Campaigners flag up loss of beds for rough sleepers
Campaigners protested outside Hove Town Hall to raise concerns about the future of rough sleeping support services.
They are worried that Brighton and Hove City Council’s “No Second Night Out” service is due to end when government funding runs out at the end of March.
Homeless support charity St Mungo’s has run the service, currently based at Hyman Fine House, in Burlington Street, Brighton, and formerly at St Catherine’s Lodge, in Hove.
The protesters spoke out about the safety of the women, trans women and non-binary people who use the service and who may end up back on the streets.
Unite’s representative for housing workers, Paul Kershaw, said that ending No Second Night Out would damage the network of services supporting homeless people, describing it as a “key service”.
He said: “Homelessness and rough sleeping, in particular, is on the rise. Deaths on the street are on the rise. So you don’t really have to be adding a great emotional tug to say this will have very serious consequences.
“We are appealing both to the council and St Mungo’s to get their heads together and make sure it doesn’t close.”
When the council’s Housing Committee met at the town hall yesterday (Wednesday 15 March), David Maples, from the Trade Unionist and Socialist Coalition (TUSC), asked why the No Second Night Out Service was being decommissioned within weeks, with no replacement until October.
He said that staff had told him that not everyone currently housed by the service would be supported – and he called on the council to use its reserves to keep it going.
Unite regional officer Steve O’Donnell said that almost half of the rough sleepers on the most recent street count would have qualified for the No Second Night Out service but all 45 beds were taken when the count took place.

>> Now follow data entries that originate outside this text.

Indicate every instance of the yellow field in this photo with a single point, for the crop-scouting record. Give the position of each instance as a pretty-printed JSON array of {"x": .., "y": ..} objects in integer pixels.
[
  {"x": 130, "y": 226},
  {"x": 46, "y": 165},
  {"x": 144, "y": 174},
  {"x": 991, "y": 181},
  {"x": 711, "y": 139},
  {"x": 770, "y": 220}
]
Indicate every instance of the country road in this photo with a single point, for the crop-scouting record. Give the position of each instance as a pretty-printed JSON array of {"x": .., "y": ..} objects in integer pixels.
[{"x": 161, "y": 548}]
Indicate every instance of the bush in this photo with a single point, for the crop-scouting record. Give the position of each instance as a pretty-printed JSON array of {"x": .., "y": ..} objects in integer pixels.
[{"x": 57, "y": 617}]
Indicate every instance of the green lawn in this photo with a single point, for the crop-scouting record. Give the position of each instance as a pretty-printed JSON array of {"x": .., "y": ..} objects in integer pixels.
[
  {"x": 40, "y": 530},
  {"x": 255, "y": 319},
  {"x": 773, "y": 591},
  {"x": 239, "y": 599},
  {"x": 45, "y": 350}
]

He asked councillors why savings were being made on rough sleeper services when the council had pledged no cuts to homeless services.
Mr O’Donnell said: “This is the only service with female-only areas for women and trans women in the city. Closing this service cuts that provision off.
“They’re trying to find homes for people using this service and are struggling. There is no other female-only area in West Sussex or East Sussex.
“I accept this is a funding cut. This council has a responsibility to provide for homeless people. To cut the only female-only provision is upsetting, worrying and potentially discriminatory.”
Green councillor Siriol Hugh-Jones said that rough sleeper numbers were increasing nationally but going up at a slower rate in Brighton and Hove.
She said that the No Second Night Out service would finish at the end of March because dedicated funding from the Department for Levelling Up, Housing and Communities (DLUHC) had run out.
Councillor Hugh-Jones said: “Although it is disappointing the No Second Night Out will not continue after March, funding for rough sleepers with high support needs has been secured from DLUHC and this has identified gaps in provisions.
“The council is identifying pathways to take this project forward and is in discussions with DLUHC to secure additional resources to support the work.”
Of the 36 people currently supported by No Second Night Out, Councillor Hugh-Jones said that eight did not have a link with Brighton and Hove and were being encouraged to return to where they did have local links.
She said that Brighton and Hove was providing 312 units of accommodation for former rough sleepers.
Councillor Hugh-Jones said that it left a hole in support services but officers were finding ways to house women off the streets.
She added that winter support for rough sleepers would continue into the spring – and that the council was continuing to seek more funding to support rough sleepers beyond the end of this month.